Apollo¶

Collect Apollo related Metrics information.

Installation and Configuration¶

Prerequisites¶

Install DataKit

Apollo Monitoring¶

In a distributed deployment, Apollo includes numerous roles played by three types of processes: Portal, ConfigService, and AdminService. For example, dedicated ConfigService and AdminService are deployed separately for testing and production environments. Refer to the Apollo Deployment Architecture. All three types of processes expose Prometheus format metrics at the /prometheus endpoint:

Portal: 8070/prometheus
ConfigService: 8080/prometheus
AdminService: 8090/prometheus

DataKit Collector Configuration¶

Since Apollo can directly expose metrics urls, it is possible to collect them using the prom collector.

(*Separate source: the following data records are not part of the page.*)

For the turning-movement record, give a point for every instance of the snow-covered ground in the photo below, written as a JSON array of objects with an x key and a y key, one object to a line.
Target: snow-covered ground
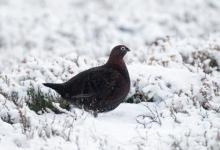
[{"x": 174, "y": 63}]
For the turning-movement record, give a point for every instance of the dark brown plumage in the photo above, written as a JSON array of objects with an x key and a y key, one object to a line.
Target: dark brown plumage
[{"x": 98, "y": 89}]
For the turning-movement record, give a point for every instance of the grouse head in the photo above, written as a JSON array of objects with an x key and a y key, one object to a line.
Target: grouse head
[
  {"x": 117, "y": 54},
  {"x": 119, "y": 51}
]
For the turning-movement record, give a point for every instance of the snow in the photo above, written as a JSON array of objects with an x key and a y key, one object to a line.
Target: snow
[{"x": 172, "y": 43}]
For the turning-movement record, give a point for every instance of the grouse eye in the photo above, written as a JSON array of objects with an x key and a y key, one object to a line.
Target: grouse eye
[{"x": 123, "y": 48}]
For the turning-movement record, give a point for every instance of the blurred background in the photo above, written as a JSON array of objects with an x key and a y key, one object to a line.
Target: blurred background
[{"x": 93, "y": 27}]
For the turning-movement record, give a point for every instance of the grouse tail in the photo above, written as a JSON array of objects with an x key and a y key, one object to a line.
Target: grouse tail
[{"x": 55, "y": 86}]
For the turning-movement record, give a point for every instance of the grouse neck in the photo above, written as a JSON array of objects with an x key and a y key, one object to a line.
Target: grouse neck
[
  {"x": 119, "y": 65},
  {"x": 116, "y": 62}
]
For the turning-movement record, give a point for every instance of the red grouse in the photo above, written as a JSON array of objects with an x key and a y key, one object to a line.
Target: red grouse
[{"x": 98, "y": 89}]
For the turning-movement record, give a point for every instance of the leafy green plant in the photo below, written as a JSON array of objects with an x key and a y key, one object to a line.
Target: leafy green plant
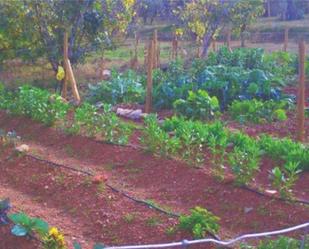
[
  {"x": 96, "y": 246},
  {"x": 157, "y": 140},
  {"x": 5, "y": 206},
  {"x": 199, "y": 222},
  {"x": 103, "y": 122},
  {"x": 53, "y": 240},
  {"x": 244, "y": 163},
  {"x": 257, "y": 111},
  {"x": 25, "y": 225},
  {"x": 37, "y": 104},
  {"x": 286, "y": 150},
  {"x": 280, "y": 243},
  {"x": 198, "y": 105},
  {"x": 121, "y": 88},
  {"x": 284, "y": 179}
]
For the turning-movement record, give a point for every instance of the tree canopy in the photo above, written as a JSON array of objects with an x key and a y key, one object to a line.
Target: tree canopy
[{"x": 33, "y": 28}]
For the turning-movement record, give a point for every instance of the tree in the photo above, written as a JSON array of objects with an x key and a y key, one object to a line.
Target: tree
[
  {"x": 243, "y": 13},
  {"x": 36, "y": 27},
  {"x": 205, "y": 18}
]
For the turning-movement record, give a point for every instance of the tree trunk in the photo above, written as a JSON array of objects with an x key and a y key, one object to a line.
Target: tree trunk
[
  {"x": 206, "y": 43},
  {"x": 243, "y": 40}
]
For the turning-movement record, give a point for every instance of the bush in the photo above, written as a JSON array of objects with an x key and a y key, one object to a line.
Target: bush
[
  {"x": 199, "y": 222},
  {"x": 35, "y": 103},
  {"x": 198, "y": 105},
  {"x": 257, "y": 111},
  {"x": 121, "y": 88}
]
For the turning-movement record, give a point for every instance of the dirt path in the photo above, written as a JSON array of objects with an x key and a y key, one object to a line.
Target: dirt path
[{"x": 170, "y": 184}]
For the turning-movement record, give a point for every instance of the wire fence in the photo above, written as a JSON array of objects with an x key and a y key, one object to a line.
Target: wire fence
[{"x": 15, "y": 72}]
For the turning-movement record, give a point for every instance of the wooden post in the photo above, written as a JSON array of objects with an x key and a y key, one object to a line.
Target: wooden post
[
  {"x": 158, "y": 54},
  {"x": 214, "y": 45},
  {"x": 145, "y": 55},
  {"x": 301, "y": 92},
  {"x": 65, "y": 57},
  {"x": 268, "y": 8},
  {"x": 174, "y": 48},
  {"x": 69, "y": 71},
  {"x": 286, "y": 39},
  {"x": 148, "y": 105},
  {"x": 228, "y": 39},
  {"x": 155, "y": 48}
]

Navigate to the conf.d/prom directory under the DataKit installation directory, and copy prom.conf.sample as apollo-portal-prod-1.conf

cp prom.conf.sample apollo-portal-prod-1.conf

Adjust the content as follows:

  url = "http://127.0.0.1:8070/prometheus"
  ## Collector alias.
  source = "apollo_portal_prod_1"
  ## (Optional) Collect interval: (defaults to "30s").
  interval = "30s"
  ## If measurement_name is not empty, use this as the Measurement set name.
  measurement_name = "apollo"

Following the same method, create configuration files for the ConfigService and AdminService collectors.

Other configurations should be adjusted as needed, parameter adjustment explanation:

urls: prometheus Metrics address, fill in the Metrics url exposed by the corresponding component
source: Collector alias, differentiation is recommended
interval: Collection interval

Restart DataKit¶

Restart DataKit

Metrics¶

Apollo Metrics are located under the Apollo Metrics set. This section mainly introduces the description of Apollo-related Metrics.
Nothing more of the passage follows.